The CFMEU also wishes for all unsuccessful job applicants to be notified as to why they were not qualified to fill the role.
“The last requirement – notifying all unsuccessful Australian applicants – is essential for an effective LMT [labour market testing] system. Without this requirement, unsuccessful Australian applicants will be unaware that they have missed out on the job and the reasons why,” the submission says.
Based on a 2009 study by KPMG, which found 75% of employers surveyed would retrench an Australian worker before their 457 visa-workers, the CFMEU says Australian workers should be able to appeal redundancy decisions.
“In redundancy situations when there are both suitably qualified Australian workers available to do the work as well as 457 visa-holders in the same classifications, employers should have a 457 sponsor obligation to give preference to retaining the Australian workers and the 457 visa-holders should go first,” the submission says.
The CFMEU submission also states the union wants a new 457 visa condition to be included which says the visa-holder has secondary rights relative to Australian resident workers in redundancy situations.
Executive director of the Council of Small Businesses of Australia Peter Strong told SmartCompany should this be enacted, it would inhibit small businesses.
“This is not good for small business or the economy.
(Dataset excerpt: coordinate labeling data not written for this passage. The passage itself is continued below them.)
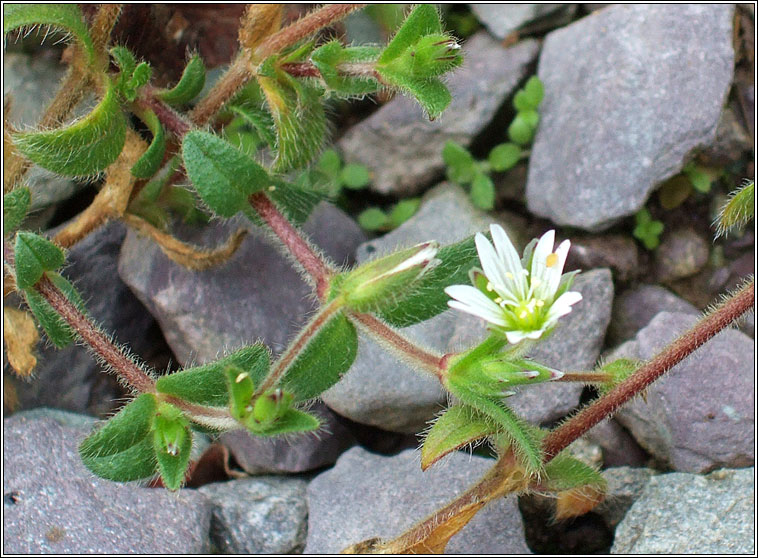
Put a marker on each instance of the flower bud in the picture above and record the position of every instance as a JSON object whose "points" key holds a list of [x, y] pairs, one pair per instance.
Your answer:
{"points": [[375, 282]]}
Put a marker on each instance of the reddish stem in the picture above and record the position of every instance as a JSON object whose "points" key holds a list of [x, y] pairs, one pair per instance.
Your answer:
{"points": [[705, 329], [306, 256]]}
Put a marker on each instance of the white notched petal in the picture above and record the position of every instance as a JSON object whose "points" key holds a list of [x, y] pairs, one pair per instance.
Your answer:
{"points": [[507, 254], [473, 301]]}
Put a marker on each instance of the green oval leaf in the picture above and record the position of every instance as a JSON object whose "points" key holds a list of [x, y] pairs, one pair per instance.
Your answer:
{"points": [[16, 204], [207, 384], [122, 449], [83, 148], [189, 86], [223, 176], [457, 427], [328, 355], [35, 255], [64, 16]]}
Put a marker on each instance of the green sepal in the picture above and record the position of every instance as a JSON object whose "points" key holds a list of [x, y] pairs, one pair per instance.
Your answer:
{"points": [[291, 422], [189, 85], [461, 167], [34, 255], [122, 449], [207, 384], [504, 156], [56, 328], [456, 427], [241, 389], [223, 176], [16, 204], [324, 360], [424, 19], [172, 442], [83, 148], [260, 119], [483, 192], [427, 299], [521, 436], [65, 16], [329, 56], [150, 161]]}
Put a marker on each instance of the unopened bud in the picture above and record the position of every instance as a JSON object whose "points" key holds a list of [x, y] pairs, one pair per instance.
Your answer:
{"points": [[387, 278]]}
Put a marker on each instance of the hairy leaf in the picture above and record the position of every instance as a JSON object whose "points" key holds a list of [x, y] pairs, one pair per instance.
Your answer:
{"points": [[16, 204], [189, 86], [324, 360], [122, 449], [223, 176], [207, 385], [428, 298], [457, 427], [83, 148], [35, 255], [63, 16], [147, 165]]}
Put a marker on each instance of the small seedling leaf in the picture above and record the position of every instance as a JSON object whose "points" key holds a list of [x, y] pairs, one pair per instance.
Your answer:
{"points": [[122, 449], [223, 176], [83, 148]]}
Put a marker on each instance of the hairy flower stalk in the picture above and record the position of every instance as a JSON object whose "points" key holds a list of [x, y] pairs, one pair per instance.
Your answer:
{"points": [[521, 298]]}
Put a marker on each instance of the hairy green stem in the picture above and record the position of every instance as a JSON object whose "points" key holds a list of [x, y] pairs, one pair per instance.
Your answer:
{"points": [[605, 406]]}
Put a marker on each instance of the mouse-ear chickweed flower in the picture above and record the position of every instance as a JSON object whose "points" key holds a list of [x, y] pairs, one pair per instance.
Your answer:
{"points": [[522, 298]]}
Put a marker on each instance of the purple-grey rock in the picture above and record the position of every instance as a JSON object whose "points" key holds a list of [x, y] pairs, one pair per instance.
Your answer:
{"points": [[625, 484], [701, 414], [367, 495], [262, 515], [503, 19], [630, 93], [403, 148], [380, 390], [53, 505], [574, 346], [294, 454], [71, 378], [680, 513], [633, 310], [682, 253]]}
They may not even be aware what they’re doing because they live in a different world, but it would make it impossible for a small business to hire a 457 visa-worker.”
“Obviously the CFMEU is a big union and they deal with big business, but what they’re effectively saying is they don’t want small businesses to have a 457 visa-worker in their workplace. It’s bad on a macro- and a micro-level, and it makes change management more difficult,” he says.
Strong’s criticisms join those of the Australian Mines and Metals Association chief executive Steve Knott, who was quoted in The Australian as saying the suggestion is a “crass political stunt” and a “throw-back to pre-Fair Work labour market testing, which was universally rejected as unworkable and ineffective”.
The Gillard government is currently considering changes to the 457 visas sub-class and in late April Immigration Minister Brendan O’Connor signalled possible legislative changes before the election as he revealed there could be in excess of 10,000 breaches of the system.
While the system is designed to respond to skills shortages, O’Connor said the system was being rorted, but he was yet to determine what reforms would take place.
Figures revealed by the Immigration Minister found between March 2012 and March 2013 the number of 457 visa-holders in Australia increased by 19.2% to 105,600.
Some business groups, such as the AMMA and the Australian Industry Group, have said the foreign worker campaign is doing international damage to Australia’s reputation and image.